As it turned out, H2O stores video data as Huffman-coded 16-bit values instead of usual bytes. And those values are used for both opcodes and colours. If top four bits of opcode are 0-3 then the top byte codes number of 4×4 blocks to process and low byte is fill value (0 means skip block instead). If top four bits of opcode are 4, then low 12 bits are number of blocks to process minus one and each block data consists of 16-bit pattern and two colours (packed as another 16-bit value). Top four bits of opcode being 5 mean partial update for the specified number of blocks, each block having 16-bit update mask and 0-16 colours to update (packed in 16-bit words).

So while the format is no ground-breaker, it still turned out to be more interesting than I expected it to be.

P.S. I guess I’ll do a bunch of FLI-based formats next. There are some curious variations of it like FLI with audio or RNC ProPack compression.

Implementing Jack Orlando animation support

August 5th, 2024

As I’m still working on my game tool, I decided to implement video format from the Jack Orlando game. So now na_game_tool has AVX support and I’d like to say something about the format.

The format is a rather weird mix of different things. It starts with a fixed-size audio block and that size depends on whether it’s 8-bit PCM or IMA ADPCM (with stereo samples packed into interleaved 32-bit words), it seems to have block structure where an arbitrary chunk of data is stored as 32-bit size plus block data which includes video data with accidental headers. Yes, the file internally may have several FLX animations with different framerates too, so e.g. a 16-fps piece of animation may be followed by 10- or 24-fps animation. And audio stream is global even if it’s stored in small chunks inside FLX (since you have several seconds of pre-roll audio in the beginning). Oh, and palette data may be stored as RGB565 or RGB24 (which you’re supposed to understand from palette chunk size). Video compression is simple but somewhat weird too, as RLE is used to optionally compress data before it gets decoded.

In either case weird does not mean bad and in my line of hobby an interesting codec is worth more than a popular one.

P.S. And there’s even weirder format known as Knowledge Adventure MOV. I gave up on REing it but apparently video there is split into tiles (4×2 or 2×1 pixels apparently) and frame data is those tile indices that may be stored uncompressed, RLE compressed or, apparently, using an arithmetic coder with static frequencies stored in the file header. The difficulty comes from self-modifying code and not the cute kind that simply modifies couple of instruction constant arguments but one that substitutes function call address with a pointer to a special memory buffer allocated in a context and filled elsewhere. In theory it can be figured out without much hassle with, say, a built-in DosBox debugger but I’m not inclined to do that (at least not now).

Re-revisiting Actimagine VX

August 2nd, 2024

As Paul said, I probably should do something more useful (and he should do something better than still messing with jbmpeg fork) but we’re all better at giving good advises than at following them.

Recently I was contacted by a guy who asked for my help on dealing with VX format as he needed video part extracted from it and there were no tools available.

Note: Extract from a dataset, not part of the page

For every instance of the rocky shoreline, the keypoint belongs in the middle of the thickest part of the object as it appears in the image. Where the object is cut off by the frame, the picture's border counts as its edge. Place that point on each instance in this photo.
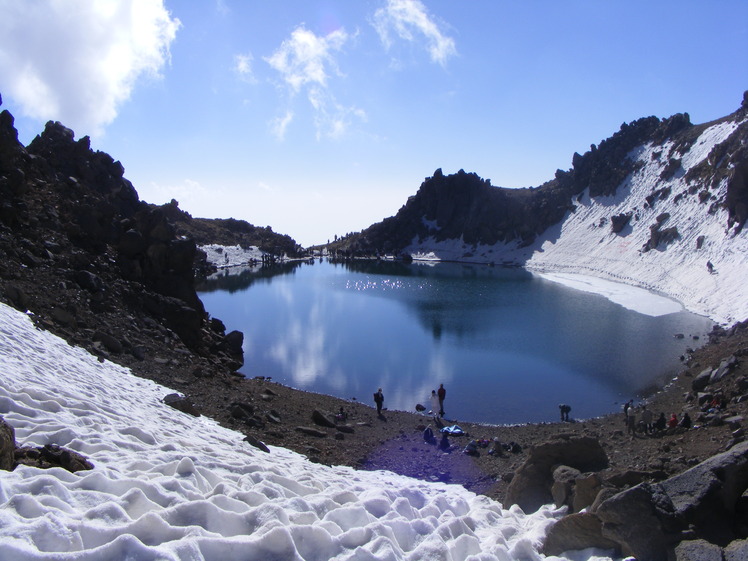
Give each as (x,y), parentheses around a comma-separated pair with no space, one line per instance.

And he also provided some samples that helped clarify things I got previously wrong, for example the seek table and framerate field as well as stereo audio support.

Also since I bothered to extract video part (the only way to determine its length is to parse it, so now I have a stripped-down version of video decoder doing that) I decided to finally do something about the audio part. So after fixing some things (e.g. missing filter reconstruction or stereo support) now my decoder can decode VX files with recognizable audio (not perfect but who can do better is encouraged to do so). The sad thing is that I could not use my old setup (a console emulator with GDB stub) for debugging so I’m not likely to ever improve it.

At least it was a fun diversion and helped to improve the format knowledge a bit.

P.S. Meanwhile I’m still working on adding new formats for na_game_tool, hopefully I’ll have something to write about another game format soon.